PAUL SÉJOURNÉ (1851-1939)

LIGNE BORT LES-ORGUES - NEUSSARGUES • VIADUC DE BARAJOL (1902-1907)
LIGNE BORT LES-ORGUES - NEUSSARGUES • PAUL SÉJOURNÉ, INGÉNIEUR EN CHEF
VIADUC DE BARAJOL (OU DE LUNE-SÈCHE) : LONGUEUR 317 M, RAMPE DE 23.6 ‰, HAUTEUR MAXIMALE DE 57 M,
12 ARCHES DE 20 M D'OUVERTURE, COURBE DE 300 M DE RAYON
CONSTRUIT DE 1902 À 1907
MONUMENT HISTORIQUE : INSCRIPTION DU 28 DÉCEMBRE 1984
RIOM-ÈS-MONTAGNES (15) • 45° 18' 13.8" N, 02° 41' 38.6" E

du 1er mars 1939

UN GRAND CONSTRUCTEUR
M. Séjourné
par M. MARTINET,
Ingénieur en Chef,
Attaché à la Direction de l'Exploitation de la Région du Sud-Est de la S.N.C.F.

M. Séjourné vient de mourir à 87 ans, au terme d'une vie. magnifique, consacrée pour la plus grande part à construire des chemins de fer en France, en Espagne, au Maroc. Comme M. Descubes, autre grand constructeur qui fut son émule, M. Séjourné laisse après lui des monuments de Science et de Goût. M. Martinet, constructeur lui-même, qui fut pendant plus de vingt ans le collaborateur le plus intime de M. Séjourné, a bien voulu résumer dans les pages suivantes l'essentiel de la longue carrière de celui qui fut entre tous un maître.

Pour compléter cet hommage, nous donnons ici, quelque connues qu'elles puissent être de nos lecteurs français et étrangers, quelques-unes des plus caractéristiques, parmi les œuvres très nombreuses sur lesquelles M. Séjourné a mis son empreinte.

R.

Entré en 1871 à l'École Polytechnique, où il fut en première année le camarade de salle du futur Maréchal Foch, Paul Séjourné débuta en 1876 comme Ingénieur des Ponts et Chaussées à Mende. Son service comprenait les études et travaux de la ligne de Mende à Sévérac ; cela déterminera sa carrière : il construira des chemins de fer toute sa vie.

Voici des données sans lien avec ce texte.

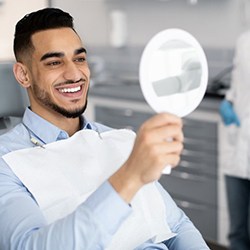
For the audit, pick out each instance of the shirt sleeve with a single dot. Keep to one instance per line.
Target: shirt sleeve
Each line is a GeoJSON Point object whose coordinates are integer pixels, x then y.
{"type": "Point", "coordinates": [188, 237]}
{"type": "Point", "coordinates": [23, 226]}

Il fait là ses premières armes. Dans son livre « Grandes Voûtes », au sujet de l'appareil orthogonal parallèle des ponts biais, il écrit : « il est cher, de projet laborieux, d'exécution délicate, et laid, même bien exécuté » ; et, en note, pour justifier le mot « laid », il ajoute : « J'ai le droit, comme auteur du projet (1877), de qualifier ainsi le pont de Becdejeu, sur le Lot, en appareil orthogonal parallèle ».

Mais il sait mettre à profit toute expérience.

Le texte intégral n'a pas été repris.